Placement agent Probitas Partners’ latest figures show that debt funds accounted for 12 percent of the $23.5 billion raised by infrastructure funds last year. As the space goes from strength to strength, here are three interesting developments to consider.
As the alternative debt market grows, it is finally generating some competition.
There is now plenty of variety within the alternative debt space, with products covering a broad spectrum including senior and subordinated debt, bond market solutions, bespoke partnerships, as well as primary- and secondary market-focused vehicles.
But more interestingly, perhaps, banks have begun to take notice of these new upstarts. The intensity of their attention varies with the telling, with some sources stating banks are actually feeling the heat from these new debt sources while others dismiss such tales of rivalry.
Still, banks have infrastructure divisions that need to do deals, and it seems they have started the year with renewed appetite. Fund managers are reporting an increase in the number of phone calls from bankers sniffing around for deal flow and interest in marquee deals like the sale of the TIGF gas network, in France, is said to be off the charts.
If the alternative debt space is helping to generate this competition, the industry has already netted an important victory.
That said, reports of banks’ deaths are greatly exaggerated. Put simply, infrastructure finance is still very much a bank’s world. Institutional investor debt solutions are, at this point in time, an attractive complement – not the be all and end all.
If we had to single out two reasons why the status quo is likely to persist for quite a while longer, we’d narrow them down to nimbleness and flexibility. Banks are still quicker than debt funds when it comes to inserting themselves in deals and executing on them. There’s no magic in this: banks have simply been around for longer and have the advantage of the whole system being geared towards them, at least in Europe.
Importantly, banks also offer more flexibility: want to refinance that debt tranche in two years’ time because you found a better alternative? Not likely to be a problem, if your lender is a bank. If, however, your loan came from an institutional investor, you are likely to be locked in for the long haul.

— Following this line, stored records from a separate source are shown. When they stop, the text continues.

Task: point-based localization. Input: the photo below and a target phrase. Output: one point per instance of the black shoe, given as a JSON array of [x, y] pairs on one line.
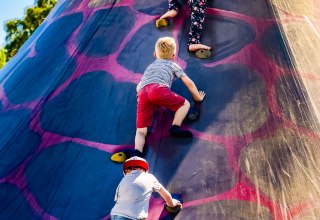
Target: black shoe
[[176, 131], [132, 153]]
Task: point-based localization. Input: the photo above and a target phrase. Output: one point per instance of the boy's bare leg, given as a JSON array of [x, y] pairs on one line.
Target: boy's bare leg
[[140, 138], [181, 113], [170, 14]]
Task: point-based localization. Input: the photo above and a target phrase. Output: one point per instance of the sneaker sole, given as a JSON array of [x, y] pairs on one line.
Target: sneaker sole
[[162, 22]]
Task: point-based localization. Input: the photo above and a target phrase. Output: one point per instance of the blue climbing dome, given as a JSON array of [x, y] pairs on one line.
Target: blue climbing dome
[[68, 102]]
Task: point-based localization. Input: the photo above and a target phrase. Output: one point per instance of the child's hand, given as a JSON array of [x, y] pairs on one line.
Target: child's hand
[[175, 203], [201, 96]]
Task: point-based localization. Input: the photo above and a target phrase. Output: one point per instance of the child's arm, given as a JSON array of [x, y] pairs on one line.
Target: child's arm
[[167, 197], [196, 95], [138, 87]]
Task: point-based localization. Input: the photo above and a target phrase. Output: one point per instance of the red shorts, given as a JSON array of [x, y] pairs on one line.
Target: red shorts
[[154, 95]]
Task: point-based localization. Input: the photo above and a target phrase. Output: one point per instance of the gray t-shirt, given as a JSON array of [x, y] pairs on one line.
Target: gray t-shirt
[[133, 194], [161, 71]]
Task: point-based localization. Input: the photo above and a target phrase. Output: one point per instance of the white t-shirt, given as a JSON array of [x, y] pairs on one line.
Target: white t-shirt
[[133, 194], [161, 71]]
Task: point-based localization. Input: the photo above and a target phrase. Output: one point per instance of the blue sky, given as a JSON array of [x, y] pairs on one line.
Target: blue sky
[[12, 9]]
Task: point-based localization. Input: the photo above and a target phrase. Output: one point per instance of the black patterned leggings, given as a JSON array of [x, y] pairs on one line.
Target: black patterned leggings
[[197, 8]]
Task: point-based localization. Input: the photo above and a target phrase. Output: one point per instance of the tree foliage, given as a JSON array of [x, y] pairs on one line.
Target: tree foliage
[[18, 31]]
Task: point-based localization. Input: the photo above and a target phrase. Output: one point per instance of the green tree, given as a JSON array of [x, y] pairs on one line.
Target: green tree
[[3, 58], [18, 31]]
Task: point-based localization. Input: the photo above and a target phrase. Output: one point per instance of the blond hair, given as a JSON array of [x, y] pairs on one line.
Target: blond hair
[[165, 48]]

Of course there are plenty of situations where that long-term lock-in can be a material advantage. If you’re a developer investing in a greenfield project, what you want is to price your debt for 20 or 30 years and be done with it. When it comes to M&A, though, the story is arguably a bit different.

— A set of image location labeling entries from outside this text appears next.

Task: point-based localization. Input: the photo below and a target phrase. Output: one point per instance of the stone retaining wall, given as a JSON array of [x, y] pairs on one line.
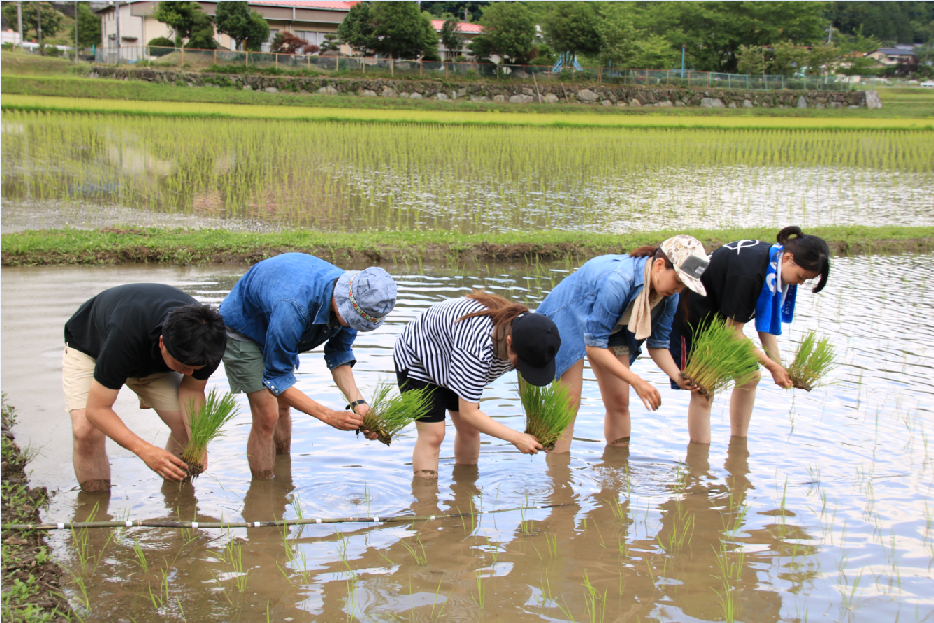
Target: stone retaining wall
[[596, 94]]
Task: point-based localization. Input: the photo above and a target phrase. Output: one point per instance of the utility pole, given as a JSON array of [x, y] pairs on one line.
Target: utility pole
[[19, 22], [117, 9]]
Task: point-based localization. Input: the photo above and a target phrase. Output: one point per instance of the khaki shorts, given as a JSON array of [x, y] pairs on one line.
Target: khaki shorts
[[243, 363], [156, 391]]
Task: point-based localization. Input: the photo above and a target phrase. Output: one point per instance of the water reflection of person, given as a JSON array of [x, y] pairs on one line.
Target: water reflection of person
[[745, 280], [708, 515], [606, 310], [454, 349]]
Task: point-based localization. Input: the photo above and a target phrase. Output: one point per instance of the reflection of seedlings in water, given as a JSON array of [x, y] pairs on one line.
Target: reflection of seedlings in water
[[140, 556], [480, 599], [591, 601], [419, 555], [730, 572]]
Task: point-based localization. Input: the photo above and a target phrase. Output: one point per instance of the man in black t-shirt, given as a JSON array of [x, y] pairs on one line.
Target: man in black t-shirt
[[158, 341]]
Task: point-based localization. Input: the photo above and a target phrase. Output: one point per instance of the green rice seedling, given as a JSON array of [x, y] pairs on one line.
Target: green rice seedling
[[548, 411], [719, 357], [389, 414], [813, 359], [206, 426]]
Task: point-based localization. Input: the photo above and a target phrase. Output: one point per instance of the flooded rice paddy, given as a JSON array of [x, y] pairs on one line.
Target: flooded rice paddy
[[90, 171], [824, 514]]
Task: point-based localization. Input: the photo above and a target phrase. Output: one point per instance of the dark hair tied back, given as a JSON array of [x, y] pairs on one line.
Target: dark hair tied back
[[809, 252], [197, 334]]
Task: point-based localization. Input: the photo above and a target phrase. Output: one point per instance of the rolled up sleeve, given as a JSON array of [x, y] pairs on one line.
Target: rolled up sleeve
[[611, 301], [338, 350], [661, 332], [280, 355]]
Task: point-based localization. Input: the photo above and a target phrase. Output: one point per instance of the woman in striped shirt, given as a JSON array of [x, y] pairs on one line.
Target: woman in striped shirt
[[456, 348]]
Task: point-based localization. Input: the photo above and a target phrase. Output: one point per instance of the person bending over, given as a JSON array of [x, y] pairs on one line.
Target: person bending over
[[749, 279], [159, 342], [456, 348], [286, 305], [606, 310]]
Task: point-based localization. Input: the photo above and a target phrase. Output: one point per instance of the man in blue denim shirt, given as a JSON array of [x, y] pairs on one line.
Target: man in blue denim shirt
[[286, 305]]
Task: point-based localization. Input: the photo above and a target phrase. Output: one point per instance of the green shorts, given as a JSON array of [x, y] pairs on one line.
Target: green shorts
[[243, 363]]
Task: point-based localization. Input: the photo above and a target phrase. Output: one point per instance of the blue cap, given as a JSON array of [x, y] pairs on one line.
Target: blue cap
[[365, 297]]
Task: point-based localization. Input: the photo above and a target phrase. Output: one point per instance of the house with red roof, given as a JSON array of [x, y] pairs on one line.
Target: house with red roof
[[467, 32], [308, 19]]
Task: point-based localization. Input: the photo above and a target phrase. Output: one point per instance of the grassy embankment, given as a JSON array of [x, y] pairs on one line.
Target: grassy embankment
[[31, 580], [42, 78], [181, 246]]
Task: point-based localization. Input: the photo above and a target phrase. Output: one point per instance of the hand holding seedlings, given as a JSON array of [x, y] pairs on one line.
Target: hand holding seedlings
[[164, 463], [548, 411], [813, 359], [206, 424]]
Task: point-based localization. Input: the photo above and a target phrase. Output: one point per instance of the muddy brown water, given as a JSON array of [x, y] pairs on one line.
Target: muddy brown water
[[825, 513]]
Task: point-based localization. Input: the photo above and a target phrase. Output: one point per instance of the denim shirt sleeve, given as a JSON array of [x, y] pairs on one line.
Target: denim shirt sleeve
[[661, 332], [611, 301], [280, 356], [337, 350]]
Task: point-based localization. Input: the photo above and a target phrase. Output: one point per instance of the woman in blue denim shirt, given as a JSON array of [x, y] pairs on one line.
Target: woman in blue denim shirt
[[604, 311]]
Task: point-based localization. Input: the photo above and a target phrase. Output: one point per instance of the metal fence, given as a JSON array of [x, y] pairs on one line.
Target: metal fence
[[202, 59]]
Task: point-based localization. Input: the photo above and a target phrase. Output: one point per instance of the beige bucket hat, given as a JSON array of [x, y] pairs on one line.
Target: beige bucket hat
[[689, 258]]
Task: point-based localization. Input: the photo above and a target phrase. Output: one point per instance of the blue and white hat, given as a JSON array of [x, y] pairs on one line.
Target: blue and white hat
[[365, 297]]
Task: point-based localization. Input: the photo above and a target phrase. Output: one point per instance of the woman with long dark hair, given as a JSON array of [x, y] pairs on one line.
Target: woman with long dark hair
[[749, 279], [606, 310], [457, 347]]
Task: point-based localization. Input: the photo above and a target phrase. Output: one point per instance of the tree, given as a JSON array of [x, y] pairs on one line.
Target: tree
[[400, 31], [189, 22], [618, 36], [714, 31], [450, 39], [51, 18], [357, 29], [750, 60], [237, 21], [508, 31], [572, 27], [89, 27]]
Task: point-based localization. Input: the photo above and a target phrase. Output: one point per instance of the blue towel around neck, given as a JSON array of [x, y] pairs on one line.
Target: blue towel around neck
[[774, 306]]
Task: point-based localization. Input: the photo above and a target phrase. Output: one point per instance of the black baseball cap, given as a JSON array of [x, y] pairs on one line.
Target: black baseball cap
[[536, 341]]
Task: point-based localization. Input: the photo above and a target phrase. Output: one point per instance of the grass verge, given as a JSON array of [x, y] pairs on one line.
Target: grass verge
[[32, 589], [476, 114], [200, 246]]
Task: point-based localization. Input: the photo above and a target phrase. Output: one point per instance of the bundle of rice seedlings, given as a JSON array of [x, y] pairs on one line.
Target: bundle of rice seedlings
[[719, 357], [206, 426], [390, 414], [547, 411], [814, 358]]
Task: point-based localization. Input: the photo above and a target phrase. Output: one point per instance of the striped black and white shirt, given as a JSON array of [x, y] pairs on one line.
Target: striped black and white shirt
[[435, 348]]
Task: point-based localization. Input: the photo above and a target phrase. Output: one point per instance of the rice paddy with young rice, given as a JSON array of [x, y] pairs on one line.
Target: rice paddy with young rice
[[824, 509], [335, 176]]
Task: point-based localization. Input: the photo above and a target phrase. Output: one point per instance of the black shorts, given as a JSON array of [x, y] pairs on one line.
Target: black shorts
[[442, 398], [680, 347]]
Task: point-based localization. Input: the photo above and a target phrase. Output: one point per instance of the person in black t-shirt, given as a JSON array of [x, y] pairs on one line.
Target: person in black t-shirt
[[158, 341], [745, 280]]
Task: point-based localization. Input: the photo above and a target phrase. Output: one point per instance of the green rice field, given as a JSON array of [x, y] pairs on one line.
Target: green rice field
[[352, 177]]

Still, it’s always good to be able to mix and match debt maturities in an acquisition, and in this sense, the alternative debt space again adds value.

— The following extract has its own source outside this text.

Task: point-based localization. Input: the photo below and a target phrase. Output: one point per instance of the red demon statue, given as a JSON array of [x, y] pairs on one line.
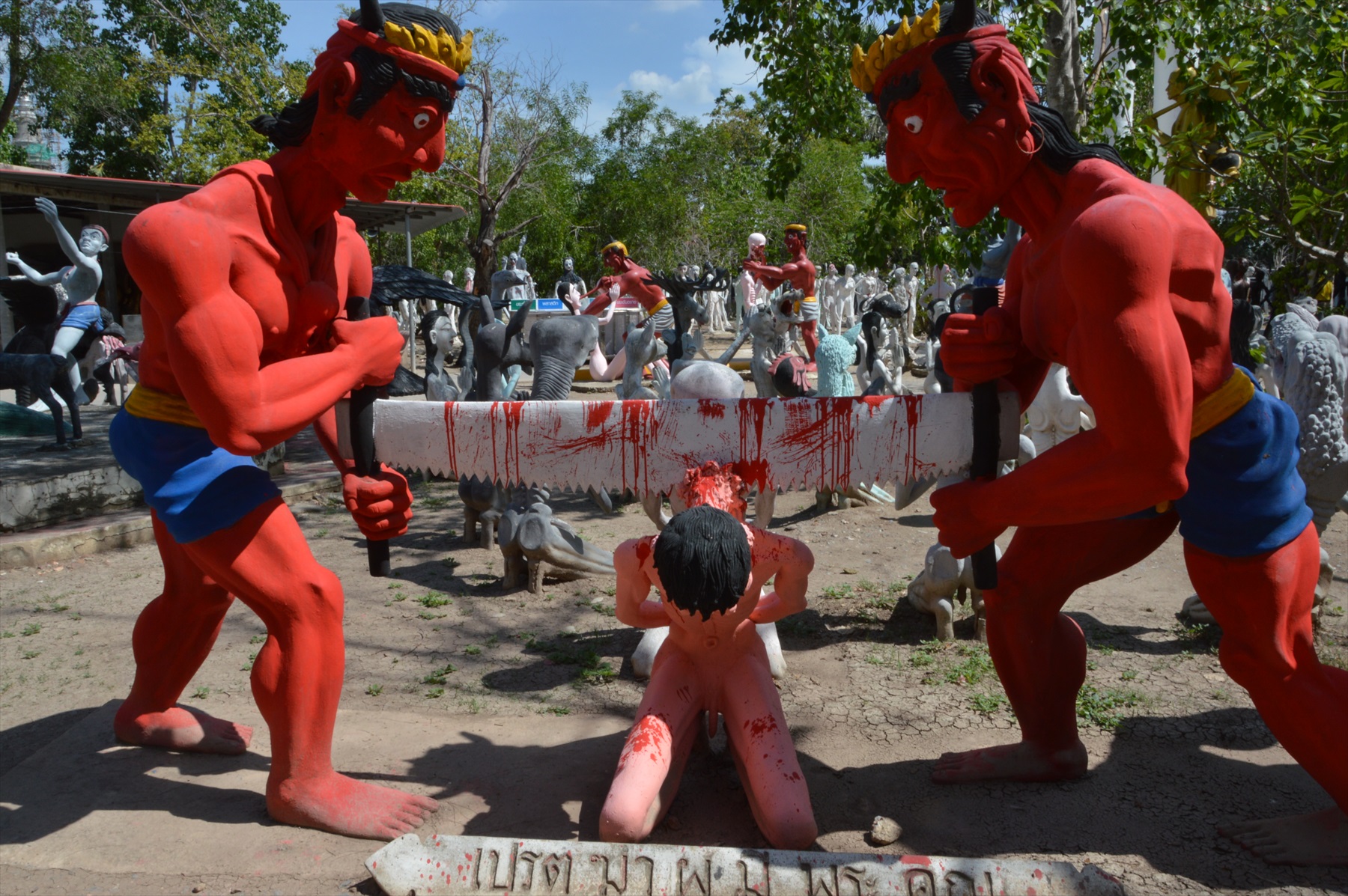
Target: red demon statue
[[247, 343], [1119, 281]]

Have you taken a look at Banque Postale’s new infrastructure and real estate senior debt fund? At first glance, it seems like an unnecessary hybrid structure, especially since, in reality, the vehicle is broken down into two, ring-fenced sub-funds.
Look closer though, and it’s easy to see the synergies. While it’s true that real estate and infrastructure debt have their differences, they also have enough similarities to allow for a little tag-team fundraising effort.
It isn’t a stretch of the imagination to envisage a situation where Banque Postale’s co-heads go into a meeting with a limited partner (LP) pitching one of the sub-funds – let’s say the real estate one, for the sake of argument – only to find the LP inquiring about the other sub-fund, and eventually deciding to commit to that as well.
When you think of the growing appetite real estate LPs have shown for infrastructure, the synergies become very attractive indeed.